Supreme Court Ruling Casts Light on ‘Fair Use’
The U.S. Supreme Court’s ruling that an Andy Warhol image violated Lynn Goldsmith’s copyright on a photo of the late musician Prince will likely tighten the limits of fair use moving forward.
Fair use, which promotes freedom of expression in allowing the unlicensed use of copyright-protected works in certain circumstances, was at the heart of a lawsuit Goldsmith filed against the Andy Warhol Foundation for the Visual Arts over the use of her 1981 photo of Prince. In 1984, Vanity Fair paid Goldsmith $400 to license the photo for a cover that Warhol created for the magazine. In 2016, Vanity Fair once again featured one of Warhol’s silkscreen portraits of Prince on its cover marking the musician’s death. This time, however, it paid the Warhol Foundation, not Goldsmith.
“I think it’s a significant contraction of where the court was,” said New York University law professor Amy Adler, who contributed to an amicus brief in support of the Warhol Foundation. “I think it is going to significantly limit the amount of borrowing and building on previous works that artists will engage in. The court seems less interested now in the artistic contribution of the second work and much more interested in commercial concerns.”
The Supreme Court voted 7-2 in favor of Goldsmith but seemed less focused on the creation of Warhol’s Prince series of silkscreens, which consisted of 16 pieces, than it was on the Warhol Foundation’s licensing of the work to Vanity Fair in 2016 (for which it was paid $10,000). In issuing the ruling, the Court didn’t establish “bright line” rules, but provided “clarity” into derivative works and signaled that “not all appropriations” will be determined to be fair use, said Alex Malbin, an attorney at Ferdinand IP Law Group.
“This case was much more business-focused, and the court only looked at whether there was a commercial purpose for the licensing,” said Jed Ferdinand, Managing Director at Ferdinand IP Law Group. “There was a clear commercial purpose for the Warhol work, and this is no longer fair use, and the court got it right.”
The case wended its way through federal and appellate courts, which issued conflicting decisions before the case moved to the Supreme Court. At the Federal District Court in Manhattan, Judge John Koeltl ruled that Warhol had created something new by giving the photograph new meaning.
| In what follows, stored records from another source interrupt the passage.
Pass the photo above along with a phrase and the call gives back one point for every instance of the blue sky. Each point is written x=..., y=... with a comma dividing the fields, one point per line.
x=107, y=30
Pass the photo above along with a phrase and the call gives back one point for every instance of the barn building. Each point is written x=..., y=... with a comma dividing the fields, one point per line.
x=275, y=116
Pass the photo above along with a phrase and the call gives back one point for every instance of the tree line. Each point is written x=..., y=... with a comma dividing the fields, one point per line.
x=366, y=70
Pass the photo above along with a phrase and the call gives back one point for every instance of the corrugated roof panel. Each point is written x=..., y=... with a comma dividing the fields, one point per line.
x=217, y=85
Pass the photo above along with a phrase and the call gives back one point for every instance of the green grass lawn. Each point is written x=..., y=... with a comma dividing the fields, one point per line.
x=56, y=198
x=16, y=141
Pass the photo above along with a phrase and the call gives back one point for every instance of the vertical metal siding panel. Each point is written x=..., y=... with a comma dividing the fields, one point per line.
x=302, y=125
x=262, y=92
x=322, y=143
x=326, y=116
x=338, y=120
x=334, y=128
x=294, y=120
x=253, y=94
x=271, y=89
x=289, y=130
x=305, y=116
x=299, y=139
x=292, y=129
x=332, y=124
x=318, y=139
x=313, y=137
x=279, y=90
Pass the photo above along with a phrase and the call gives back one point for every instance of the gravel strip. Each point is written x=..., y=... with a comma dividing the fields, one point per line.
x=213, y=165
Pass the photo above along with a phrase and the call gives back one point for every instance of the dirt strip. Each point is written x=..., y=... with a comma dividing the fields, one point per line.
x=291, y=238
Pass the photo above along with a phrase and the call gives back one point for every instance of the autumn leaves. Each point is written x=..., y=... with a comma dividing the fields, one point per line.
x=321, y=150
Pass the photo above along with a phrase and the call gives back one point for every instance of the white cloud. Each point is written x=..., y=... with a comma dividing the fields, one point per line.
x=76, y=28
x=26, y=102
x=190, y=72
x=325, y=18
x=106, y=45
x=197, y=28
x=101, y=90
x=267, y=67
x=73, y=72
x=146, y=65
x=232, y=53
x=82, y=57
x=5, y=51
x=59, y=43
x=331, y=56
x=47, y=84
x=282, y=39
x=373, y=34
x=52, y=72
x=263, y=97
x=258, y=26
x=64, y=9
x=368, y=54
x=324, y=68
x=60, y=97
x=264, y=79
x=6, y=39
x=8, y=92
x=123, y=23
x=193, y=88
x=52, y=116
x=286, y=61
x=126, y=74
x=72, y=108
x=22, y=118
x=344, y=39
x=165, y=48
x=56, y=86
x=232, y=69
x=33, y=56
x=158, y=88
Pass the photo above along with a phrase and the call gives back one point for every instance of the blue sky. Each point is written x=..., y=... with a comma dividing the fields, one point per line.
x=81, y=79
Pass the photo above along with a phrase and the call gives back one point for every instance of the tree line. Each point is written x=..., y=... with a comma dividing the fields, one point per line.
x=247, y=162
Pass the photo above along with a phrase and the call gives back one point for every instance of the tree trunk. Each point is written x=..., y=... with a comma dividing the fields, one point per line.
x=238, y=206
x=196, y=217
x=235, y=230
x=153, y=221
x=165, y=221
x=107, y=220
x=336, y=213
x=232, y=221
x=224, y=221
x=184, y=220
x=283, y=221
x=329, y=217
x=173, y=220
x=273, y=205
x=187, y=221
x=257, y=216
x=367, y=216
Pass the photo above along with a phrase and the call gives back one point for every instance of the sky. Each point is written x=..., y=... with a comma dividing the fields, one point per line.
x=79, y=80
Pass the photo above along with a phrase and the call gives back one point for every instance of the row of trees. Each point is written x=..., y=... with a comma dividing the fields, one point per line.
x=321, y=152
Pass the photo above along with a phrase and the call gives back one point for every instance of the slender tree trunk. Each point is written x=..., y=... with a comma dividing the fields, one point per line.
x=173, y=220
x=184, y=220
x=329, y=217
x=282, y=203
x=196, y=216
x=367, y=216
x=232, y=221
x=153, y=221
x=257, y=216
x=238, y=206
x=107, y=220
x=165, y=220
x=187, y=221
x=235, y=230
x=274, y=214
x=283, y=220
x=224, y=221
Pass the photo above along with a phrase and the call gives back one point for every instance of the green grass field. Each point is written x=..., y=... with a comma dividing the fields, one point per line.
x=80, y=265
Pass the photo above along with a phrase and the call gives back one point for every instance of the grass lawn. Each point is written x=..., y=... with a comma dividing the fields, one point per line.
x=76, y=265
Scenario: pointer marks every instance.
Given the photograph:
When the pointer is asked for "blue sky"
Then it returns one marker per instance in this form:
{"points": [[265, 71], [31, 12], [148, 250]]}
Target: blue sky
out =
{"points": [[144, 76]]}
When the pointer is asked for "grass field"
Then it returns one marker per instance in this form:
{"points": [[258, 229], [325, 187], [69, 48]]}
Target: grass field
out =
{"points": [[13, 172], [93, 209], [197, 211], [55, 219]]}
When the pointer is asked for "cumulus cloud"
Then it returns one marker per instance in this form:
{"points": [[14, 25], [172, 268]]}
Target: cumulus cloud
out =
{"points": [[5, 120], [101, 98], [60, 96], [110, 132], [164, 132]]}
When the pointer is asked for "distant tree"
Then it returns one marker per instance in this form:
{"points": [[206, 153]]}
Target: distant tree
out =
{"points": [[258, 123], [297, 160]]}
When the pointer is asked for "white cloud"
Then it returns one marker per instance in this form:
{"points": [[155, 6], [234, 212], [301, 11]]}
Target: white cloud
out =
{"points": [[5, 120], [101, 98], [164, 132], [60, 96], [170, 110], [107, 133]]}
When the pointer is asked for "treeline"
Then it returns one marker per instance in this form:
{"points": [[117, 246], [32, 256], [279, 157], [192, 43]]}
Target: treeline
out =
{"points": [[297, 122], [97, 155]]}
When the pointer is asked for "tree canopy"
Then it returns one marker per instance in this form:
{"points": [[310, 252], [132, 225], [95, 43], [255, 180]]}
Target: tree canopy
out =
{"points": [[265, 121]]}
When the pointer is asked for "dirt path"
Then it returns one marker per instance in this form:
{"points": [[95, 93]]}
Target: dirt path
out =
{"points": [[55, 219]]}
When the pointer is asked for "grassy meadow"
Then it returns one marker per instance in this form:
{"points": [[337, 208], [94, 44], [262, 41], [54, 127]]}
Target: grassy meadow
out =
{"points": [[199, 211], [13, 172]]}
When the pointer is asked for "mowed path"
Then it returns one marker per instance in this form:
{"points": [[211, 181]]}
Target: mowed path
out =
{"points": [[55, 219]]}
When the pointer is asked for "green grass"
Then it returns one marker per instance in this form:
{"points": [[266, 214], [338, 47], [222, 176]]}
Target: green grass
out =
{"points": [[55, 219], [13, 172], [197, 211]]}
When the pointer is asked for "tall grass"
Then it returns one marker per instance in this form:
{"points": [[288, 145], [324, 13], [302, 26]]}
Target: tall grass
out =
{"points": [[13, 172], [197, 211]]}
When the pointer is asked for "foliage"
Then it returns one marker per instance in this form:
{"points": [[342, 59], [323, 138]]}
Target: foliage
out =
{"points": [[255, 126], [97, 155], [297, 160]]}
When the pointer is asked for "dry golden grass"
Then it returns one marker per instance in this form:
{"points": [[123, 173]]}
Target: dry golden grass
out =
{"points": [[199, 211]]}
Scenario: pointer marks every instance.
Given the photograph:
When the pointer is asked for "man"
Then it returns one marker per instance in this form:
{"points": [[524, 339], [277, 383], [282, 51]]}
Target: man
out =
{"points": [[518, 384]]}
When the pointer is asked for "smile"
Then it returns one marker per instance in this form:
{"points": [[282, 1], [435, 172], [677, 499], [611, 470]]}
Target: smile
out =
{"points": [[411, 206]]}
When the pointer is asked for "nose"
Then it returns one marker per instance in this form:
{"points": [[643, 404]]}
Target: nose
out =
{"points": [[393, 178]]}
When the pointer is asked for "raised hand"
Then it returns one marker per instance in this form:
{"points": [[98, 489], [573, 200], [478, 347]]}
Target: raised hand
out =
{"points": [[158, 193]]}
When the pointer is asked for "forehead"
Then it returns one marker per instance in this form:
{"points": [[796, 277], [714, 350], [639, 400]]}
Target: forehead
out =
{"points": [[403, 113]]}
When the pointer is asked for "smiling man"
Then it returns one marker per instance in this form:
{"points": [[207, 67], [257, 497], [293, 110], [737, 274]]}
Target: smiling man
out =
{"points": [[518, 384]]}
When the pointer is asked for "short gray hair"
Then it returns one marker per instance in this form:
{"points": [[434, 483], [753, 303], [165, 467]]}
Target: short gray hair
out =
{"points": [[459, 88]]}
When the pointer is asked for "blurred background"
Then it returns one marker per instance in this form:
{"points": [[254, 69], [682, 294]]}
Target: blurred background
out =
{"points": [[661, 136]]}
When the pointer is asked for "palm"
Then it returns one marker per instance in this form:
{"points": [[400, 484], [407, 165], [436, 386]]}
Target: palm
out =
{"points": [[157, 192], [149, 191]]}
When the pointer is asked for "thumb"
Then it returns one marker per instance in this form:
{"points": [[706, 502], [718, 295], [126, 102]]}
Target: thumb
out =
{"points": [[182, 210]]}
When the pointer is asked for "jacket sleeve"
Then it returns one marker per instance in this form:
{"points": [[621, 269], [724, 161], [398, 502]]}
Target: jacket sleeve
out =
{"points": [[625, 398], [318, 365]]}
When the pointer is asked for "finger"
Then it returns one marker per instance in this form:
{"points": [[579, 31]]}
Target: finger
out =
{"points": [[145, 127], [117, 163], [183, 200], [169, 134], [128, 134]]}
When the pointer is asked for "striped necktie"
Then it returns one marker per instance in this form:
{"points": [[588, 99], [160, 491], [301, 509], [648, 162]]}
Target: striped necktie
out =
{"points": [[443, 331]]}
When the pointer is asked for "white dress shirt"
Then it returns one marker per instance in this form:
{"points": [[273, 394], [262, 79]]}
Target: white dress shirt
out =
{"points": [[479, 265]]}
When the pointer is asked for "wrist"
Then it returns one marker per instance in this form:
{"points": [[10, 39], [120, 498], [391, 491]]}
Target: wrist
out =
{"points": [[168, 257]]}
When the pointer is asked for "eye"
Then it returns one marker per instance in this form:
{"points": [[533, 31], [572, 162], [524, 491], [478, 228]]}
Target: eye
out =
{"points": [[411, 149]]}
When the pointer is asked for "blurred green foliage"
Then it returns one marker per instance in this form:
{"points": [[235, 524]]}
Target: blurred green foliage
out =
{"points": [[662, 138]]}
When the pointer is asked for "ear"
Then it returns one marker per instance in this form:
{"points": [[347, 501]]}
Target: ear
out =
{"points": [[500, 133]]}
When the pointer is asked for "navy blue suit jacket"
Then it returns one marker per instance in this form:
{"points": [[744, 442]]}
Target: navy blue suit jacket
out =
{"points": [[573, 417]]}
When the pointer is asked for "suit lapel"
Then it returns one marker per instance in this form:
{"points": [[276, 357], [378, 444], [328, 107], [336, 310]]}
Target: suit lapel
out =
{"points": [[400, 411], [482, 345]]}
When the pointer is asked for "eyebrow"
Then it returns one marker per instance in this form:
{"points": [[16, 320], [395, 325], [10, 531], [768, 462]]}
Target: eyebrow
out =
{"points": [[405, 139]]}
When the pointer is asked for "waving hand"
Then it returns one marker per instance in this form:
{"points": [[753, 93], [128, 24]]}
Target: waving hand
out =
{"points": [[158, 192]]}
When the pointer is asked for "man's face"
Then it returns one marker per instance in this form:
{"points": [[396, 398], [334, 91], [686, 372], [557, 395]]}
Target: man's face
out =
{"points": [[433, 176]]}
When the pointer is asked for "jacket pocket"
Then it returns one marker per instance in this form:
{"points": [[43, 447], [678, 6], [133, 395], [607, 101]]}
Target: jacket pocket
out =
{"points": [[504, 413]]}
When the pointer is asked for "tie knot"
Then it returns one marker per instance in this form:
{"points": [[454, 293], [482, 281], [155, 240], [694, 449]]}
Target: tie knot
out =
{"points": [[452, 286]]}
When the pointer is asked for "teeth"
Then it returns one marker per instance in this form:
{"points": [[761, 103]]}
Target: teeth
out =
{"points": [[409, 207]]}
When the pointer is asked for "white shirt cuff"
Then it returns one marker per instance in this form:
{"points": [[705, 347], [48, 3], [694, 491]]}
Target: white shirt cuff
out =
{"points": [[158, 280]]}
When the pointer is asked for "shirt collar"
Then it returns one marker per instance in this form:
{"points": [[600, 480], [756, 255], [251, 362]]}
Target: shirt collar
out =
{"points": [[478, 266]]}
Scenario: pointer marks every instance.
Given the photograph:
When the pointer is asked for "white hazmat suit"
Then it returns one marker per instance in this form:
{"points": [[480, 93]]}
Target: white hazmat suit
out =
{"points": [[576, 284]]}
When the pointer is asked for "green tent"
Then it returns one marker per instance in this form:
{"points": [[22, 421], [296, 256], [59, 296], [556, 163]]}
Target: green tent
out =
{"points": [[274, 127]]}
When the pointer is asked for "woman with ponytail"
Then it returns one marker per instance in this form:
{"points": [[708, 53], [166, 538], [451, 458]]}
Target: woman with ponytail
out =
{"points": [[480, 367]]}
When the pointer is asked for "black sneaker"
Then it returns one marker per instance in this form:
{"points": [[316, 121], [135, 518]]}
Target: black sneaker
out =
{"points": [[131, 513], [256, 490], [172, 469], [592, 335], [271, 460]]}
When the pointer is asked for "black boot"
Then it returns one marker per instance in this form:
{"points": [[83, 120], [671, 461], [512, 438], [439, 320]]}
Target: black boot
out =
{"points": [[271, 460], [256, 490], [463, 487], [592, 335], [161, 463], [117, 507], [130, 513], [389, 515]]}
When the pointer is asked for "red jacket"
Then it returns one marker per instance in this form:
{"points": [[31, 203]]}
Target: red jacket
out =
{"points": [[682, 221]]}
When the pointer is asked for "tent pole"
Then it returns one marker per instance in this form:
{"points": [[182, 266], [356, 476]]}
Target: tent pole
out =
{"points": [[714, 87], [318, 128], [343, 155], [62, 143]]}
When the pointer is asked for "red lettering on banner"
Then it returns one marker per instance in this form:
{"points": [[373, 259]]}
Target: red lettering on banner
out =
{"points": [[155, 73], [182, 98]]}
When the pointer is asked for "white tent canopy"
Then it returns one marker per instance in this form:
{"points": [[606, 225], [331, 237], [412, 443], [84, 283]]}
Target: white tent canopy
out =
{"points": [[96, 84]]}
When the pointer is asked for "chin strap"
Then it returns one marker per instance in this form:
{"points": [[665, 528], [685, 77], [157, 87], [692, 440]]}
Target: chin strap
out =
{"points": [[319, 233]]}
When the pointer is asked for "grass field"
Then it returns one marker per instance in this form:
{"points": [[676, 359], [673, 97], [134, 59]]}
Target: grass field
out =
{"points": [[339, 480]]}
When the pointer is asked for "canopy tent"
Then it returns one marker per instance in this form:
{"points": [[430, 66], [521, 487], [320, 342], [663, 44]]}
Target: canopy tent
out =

But the U.S. Appeals Court for the Second Circuit said judges should compare how similar two works are and leave the interpretation for others.
“The district judge should not assume the role of art critic and seek to ascertain the intent behind or meaning of the works at issue,” Judge Gerard Lynch wrote for the panel. “That is so both because judges are typically unsuited to make aesthetic judgments and because such perceptions are inherently subjective.”
In writing for the majority, U.S. Supreme Court Justice Sonia Sotomayor sided with Lynch and Goldsmith in arguing that the “critical factor” in fair use analysis is the “purpose and character of the use, including whether such use is of a commercial nature or is for nonprofit educational purposes.”